Old “Uncle Sam” Jack’s pitching on indecent
Chez Sofie, tucked bar into the bed of Rue Jacob
just off the fashion-flash of Saint Germain
down where the hot breaths of the recent
Arab owners of the hotel vie the c’est la vie
with ghost whispers, wigged Jacobins again
plotting in old revolution competition with
the pigeons and the young Scotch couple
making mad love in the Mansard. “Bah! ”,
a pedestrian.passes “Les Americains-
Ils sont toujours comme ca! ”

Been there since the War, Institution (they say)
wanting what he raves on about to take
the music form of warning, then be heeded.

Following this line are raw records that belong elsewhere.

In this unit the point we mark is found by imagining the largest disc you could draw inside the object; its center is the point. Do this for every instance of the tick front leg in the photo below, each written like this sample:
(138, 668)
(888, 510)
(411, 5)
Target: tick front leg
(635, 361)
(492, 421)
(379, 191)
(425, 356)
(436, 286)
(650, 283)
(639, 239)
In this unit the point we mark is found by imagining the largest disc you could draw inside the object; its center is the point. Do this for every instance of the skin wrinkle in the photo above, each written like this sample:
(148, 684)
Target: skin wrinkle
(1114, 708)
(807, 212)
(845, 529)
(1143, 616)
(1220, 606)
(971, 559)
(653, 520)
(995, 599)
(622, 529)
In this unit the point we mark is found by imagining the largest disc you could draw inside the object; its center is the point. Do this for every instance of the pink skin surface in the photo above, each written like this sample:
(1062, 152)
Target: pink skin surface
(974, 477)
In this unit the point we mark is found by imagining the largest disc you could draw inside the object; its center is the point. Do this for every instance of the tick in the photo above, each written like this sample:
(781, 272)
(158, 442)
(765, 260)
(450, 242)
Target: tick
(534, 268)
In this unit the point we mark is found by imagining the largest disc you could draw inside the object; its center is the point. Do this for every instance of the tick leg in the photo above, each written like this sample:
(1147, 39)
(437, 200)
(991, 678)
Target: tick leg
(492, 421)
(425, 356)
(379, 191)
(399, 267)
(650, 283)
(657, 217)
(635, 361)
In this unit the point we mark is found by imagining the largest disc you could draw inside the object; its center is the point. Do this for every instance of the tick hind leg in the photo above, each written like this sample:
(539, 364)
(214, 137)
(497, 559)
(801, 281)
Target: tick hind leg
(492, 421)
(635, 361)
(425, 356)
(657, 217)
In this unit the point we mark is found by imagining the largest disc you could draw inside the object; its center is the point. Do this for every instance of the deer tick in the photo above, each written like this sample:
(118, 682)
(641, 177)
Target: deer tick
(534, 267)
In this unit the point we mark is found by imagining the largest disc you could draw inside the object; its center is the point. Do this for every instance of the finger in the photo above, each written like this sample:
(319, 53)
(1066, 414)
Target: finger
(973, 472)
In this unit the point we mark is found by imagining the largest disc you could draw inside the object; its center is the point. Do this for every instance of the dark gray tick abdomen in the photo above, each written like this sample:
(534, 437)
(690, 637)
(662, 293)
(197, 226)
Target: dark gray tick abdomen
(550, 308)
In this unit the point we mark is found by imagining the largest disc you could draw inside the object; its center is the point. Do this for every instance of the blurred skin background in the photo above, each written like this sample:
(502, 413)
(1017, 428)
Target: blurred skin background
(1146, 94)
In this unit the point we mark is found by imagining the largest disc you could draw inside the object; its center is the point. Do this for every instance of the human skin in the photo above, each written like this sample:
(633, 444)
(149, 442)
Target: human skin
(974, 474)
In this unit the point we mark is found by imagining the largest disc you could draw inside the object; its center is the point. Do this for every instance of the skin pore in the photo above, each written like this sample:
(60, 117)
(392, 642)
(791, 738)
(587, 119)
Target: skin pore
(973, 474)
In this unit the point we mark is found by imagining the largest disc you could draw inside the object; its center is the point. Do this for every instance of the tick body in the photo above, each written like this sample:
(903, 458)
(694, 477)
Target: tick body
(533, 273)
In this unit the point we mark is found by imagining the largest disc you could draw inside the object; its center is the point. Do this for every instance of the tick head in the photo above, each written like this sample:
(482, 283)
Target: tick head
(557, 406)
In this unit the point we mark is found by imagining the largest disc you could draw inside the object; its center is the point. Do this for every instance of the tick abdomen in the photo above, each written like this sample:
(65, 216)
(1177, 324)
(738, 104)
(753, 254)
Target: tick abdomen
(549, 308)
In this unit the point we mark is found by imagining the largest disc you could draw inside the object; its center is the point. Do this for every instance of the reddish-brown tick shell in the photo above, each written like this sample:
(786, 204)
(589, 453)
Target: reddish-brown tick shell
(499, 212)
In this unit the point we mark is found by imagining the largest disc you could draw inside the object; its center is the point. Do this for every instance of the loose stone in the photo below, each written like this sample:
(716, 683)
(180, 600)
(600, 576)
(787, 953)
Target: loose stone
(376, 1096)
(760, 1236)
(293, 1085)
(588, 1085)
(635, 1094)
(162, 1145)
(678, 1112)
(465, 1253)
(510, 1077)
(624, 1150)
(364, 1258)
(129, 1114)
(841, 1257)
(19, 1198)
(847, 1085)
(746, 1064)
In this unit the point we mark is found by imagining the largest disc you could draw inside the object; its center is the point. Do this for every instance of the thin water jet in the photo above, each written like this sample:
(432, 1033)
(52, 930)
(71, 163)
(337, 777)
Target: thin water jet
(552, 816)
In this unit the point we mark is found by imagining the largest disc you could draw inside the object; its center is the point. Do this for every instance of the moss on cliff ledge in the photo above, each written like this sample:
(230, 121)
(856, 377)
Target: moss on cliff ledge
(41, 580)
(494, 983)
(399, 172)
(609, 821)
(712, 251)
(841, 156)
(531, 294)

No advertisements for the routine performing
but the one imagined in The Tribune. 'Needed:
Man to shoot his mouth off -the American Way-
in a bar up to the small hours of the morning...'
His speech assumed in the aroma of the sweet
black soil from the caves, pep of the Pernots,
and the somewhere-else smoke of Gitaines
“Usual monologue - Excellent Pay”

But what busy Parisians dropping in for a coup
de rouge from the late cinema take is more
a pause from gossip, entendre, pas ecouter
might even hear what he has to say 'Hey,
you French have got problems” But they
have turned their probleme into sophistique
“…now if you did things like we do them back
in the States..” but no one gives much regard
and soon some musicians set up and play serial
music around his speech proving the American
economy to be part of the French avant-guarde.